One full lift in each half-line must alliterate. The ‘key alliteration’ was borne by the first lift in the second half. (This sound was called by Snorri Sturluson höfuðstafr, whence the term ‘head-stave’ used in English books.) With the head-stave the stronger lift in the first half-line must alliterate, and both lifts may do so. In the second half-line the second lift must not alliterate.

Thus, in the opening section of the Lay of the Völsungs, Upphaf, in the thirteenth stanza, lines 5–6, the deep Dragon / shall be doom of Thór, the d of doom is the head-stave, while in Snorri’s terminology the d of deep and Dragon are the stuðlar, the props or supports. The Th of Thór, the second lift of the second half-line, does not alliterate. It will be seen that in Upphaf both lifts of the first half do in fact alliterate with the head-stave in the majority of cases.

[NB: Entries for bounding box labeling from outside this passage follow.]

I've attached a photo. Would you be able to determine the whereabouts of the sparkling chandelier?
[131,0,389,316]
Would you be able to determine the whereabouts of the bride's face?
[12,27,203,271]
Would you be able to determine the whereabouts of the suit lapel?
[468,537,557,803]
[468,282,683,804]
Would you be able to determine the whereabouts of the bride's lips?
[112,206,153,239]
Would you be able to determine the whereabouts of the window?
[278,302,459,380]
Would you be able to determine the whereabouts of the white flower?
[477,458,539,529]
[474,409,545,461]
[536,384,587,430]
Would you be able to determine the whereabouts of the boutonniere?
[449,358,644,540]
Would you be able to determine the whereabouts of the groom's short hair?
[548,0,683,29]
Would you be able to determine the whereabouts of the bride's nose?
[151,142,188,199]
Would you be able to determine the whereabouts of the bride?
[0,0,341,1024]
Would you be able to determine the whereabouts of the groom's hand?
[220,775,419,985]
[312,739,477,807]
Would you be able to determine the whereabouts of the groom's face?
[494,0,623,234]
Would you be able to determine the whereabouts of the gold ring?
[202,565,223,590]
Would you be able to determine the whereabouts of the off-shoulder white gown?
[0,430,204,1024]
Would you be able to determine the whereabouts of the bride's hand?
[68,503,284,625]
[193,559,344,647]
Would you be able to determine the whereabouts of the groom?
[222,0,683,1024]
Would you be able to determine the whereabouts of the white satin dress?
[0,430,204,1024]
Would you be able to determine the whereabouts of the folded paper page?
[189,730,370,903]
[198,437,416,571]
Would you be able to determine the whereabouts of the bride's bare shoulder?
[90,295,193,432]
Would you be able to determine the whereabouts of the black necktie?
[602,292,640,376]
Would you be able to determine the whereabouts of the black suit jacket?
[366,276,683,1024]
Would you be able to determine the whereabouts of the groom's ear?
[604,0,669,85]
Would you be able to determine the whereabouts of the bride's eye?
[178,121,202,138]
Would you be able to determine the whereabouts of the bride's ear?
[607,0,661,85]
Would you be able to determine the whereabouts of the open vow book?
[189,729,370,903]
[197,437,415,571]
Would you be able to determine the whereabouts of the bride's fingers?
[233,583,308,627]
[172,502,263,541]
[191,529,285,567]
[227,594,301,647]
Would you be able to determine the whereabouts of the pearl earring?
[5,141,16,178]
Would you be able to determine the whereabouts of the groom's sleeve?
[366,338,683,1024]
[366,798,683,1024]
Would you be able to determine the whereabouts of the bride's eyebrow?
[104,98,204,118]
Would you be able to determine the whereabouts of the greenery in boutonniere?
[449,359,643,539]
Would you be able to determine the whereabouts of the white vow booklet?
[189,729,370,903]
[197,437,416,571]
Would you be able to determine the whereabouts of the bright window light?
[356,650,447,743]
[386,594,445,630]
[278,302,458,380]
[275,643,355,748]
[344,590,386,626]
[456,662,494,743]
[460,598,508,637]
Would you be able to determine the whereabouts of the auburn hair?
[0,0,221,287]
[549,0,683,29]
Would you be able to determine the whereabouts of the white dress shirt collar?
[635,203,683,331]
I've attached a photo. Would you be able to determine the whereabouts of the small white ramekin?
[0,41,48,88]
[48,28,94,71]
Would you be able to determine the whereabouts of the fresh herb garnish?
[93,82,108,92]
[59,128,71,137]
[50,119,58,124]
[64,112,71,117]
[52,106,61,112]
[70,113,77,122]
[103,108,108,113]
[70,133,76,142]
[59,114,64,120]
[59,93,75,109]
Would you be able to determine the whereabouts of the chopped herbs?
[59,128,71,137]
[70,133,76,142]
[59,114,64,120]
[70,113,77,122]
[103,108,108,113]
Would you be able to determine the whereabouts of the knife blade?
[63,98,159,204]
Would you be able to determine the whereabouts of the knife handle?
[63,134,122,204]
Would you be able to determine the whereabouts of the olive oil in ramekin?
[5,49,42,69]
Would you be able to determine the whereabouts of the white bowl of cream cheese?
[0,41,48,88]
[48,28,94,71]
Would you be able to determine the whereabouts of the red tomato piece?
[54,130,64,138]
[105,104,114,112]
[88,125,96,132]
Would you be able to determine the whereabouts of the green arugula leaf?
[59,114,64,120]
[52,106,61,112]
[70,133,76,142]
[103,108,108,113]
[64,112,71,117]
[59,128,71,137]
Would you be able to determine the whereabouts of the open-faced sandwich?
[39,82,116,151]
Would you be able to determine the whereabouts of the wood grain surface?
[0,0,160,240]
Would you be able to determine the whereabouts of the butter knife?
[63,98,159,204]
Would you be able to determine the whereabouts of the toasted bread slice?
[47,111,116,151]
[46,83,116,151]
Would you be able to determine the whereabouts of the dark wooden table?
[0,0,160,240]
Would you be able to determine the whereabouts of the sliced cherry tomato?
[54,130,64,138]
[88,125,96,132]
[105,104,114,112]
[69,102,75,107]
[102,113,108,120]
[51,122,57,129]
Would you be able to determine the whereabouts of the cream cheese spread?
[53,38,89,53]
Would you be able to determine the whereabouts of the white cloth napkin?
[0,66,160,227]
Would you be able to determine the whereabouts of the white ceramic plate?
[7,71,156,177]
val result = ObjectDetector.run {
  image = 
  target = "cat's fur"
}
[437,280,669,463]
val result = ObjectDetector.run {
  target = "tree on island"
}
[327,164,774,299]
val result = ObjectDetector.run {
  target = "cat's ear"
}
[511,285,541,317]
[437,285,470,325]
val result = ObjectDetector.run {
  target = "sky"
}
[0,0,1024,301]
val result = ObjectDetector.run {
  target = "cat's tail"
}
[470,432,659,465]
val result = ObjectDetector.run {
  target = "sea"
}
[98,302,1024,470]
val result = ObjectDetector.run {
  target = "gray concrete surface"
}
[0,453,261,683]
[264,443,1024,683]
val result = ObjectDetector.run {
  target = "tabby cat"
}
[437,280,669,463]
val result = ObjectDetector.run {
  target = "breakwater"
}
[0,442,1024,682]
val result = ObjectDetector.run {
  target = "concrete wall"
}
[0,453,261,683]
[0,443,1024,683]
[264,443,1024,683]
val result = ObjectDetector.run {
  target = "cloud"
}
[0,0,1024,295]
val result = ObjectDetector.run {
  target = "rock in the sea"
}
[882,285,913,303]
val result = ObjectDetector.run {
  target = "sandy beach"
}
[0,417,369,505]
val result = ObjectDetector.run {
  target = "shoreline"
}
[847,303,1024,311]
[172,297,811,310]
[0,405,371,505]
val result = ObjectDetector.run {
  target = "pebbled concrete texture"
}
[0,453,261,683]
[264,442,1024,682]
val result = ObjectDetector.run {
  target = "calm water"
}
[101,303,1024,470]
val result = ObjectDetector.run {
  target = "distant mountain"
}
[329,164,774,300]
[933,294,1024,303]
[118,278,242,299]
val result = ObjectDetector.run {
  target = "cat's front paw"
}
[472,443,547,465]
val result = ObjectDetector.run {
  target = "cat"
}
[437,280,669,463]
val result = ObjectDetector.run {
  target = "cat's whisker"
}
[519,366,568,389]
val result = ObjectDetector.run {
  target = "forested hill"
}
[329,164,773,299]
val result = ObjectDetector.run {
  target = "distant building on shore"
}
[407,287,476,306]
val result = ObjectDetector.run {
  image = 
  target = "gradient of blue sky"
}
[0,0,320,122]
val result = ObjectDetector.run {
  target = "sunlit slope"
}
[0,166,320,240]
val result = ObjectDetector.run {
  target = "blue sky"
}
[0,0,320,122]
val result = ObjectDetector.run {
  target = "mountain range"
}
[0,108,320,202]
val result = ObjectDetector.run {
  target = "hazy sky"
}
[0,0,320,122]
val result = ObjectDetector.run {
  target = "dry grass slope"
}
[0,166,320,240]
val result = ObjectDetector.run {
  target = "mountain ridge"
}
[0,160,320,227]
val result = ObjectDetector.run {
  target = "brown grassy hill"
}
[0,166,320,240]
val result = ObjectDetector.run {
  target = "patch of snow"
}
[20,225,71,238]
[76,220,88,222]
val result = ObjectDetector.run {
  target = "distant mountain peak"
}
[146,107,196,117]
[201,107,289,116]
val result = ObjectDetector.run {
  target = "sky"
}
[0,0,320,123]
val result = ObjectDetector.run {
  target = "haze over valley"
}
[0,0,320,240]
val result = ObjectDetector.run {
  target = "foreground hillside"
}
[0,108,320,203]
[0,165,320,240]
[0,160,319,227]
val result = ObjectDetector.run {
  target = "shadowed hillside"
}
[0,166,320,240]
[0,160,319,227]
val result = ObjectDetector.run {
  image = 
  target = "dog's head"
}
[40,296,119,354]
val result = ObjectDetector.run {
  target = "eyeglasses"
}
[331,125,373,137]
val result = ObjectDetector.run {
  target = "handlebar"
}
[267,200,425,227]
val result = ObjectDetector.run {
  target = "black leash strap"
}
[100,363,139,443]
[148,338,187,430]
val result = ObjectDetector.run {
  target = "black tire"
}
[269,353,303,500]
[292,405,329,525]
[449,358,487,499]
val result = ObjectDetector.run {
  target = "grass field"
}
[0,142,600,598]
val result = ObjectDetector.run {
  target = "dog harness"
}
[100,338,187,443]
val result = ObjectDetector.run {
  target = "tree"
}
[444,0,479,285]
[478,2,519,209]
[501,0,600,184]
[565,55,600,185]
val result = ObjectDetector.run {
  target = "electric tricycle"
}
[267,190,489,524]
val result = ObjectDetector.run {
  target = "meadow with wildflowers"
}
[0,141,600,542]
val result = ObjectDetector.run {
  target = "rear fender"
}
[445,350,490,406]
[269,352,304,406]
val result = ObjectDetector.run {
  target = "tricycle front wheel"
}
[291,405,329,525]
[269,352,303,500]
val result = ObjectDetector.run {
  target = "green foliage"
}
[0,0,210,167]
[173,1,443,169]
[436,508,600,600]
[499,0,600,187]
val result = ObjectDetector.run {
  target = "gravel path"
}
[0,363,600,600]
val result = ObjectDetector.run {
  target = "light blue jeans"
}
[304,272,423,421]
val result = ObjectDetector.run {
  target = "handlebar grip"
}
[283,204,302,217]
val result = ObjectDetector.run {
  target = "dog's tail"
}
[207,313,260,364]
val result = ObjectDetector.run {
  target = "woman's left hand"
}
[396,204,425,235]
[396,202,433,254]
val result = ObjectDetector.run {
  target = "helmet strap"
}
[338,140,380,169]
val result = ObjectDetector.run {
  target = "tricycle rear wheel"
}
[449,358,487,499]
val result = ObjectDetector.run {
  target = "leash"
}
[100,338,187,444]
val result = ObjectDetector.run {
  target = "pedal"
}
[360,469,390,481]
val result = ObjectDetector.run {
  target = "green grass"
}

It is important to recognize that in Germanic verse ‘alliteration’ refers, not to letters, but to sounds; it is the agreement of the stressed elements beginning with the same consonant, or with no consonant: all vowels ‘alliterate’ with one another, as in the opening line of Upphaf, Of old was an age / when was emptiness. In English the phonetic agreement is often disguised to the eye by the spelling: thus in the same stanza, where lines 5–6 alliterate on ‘r’, unwrought was Earth, / unroofed was Heaven; or in stanza 8 of section IV of the Lay of the Völsungs, where lines 1–2 alliterate on the sound ‘w’: A warrior strange, / one-eyed, awful.

The consonant-combinations sk, sp, and st will usually only alliterate with themselves; thus in the Lay of the Völsungs section IV, stanza 9, lines 3–4, the sword of Grímnir /singing splintered does not show alliteration on both lifts of the second half-line, nor does section V, stanza 24, line 3–4, was sired this horse, / swiftest, strongest.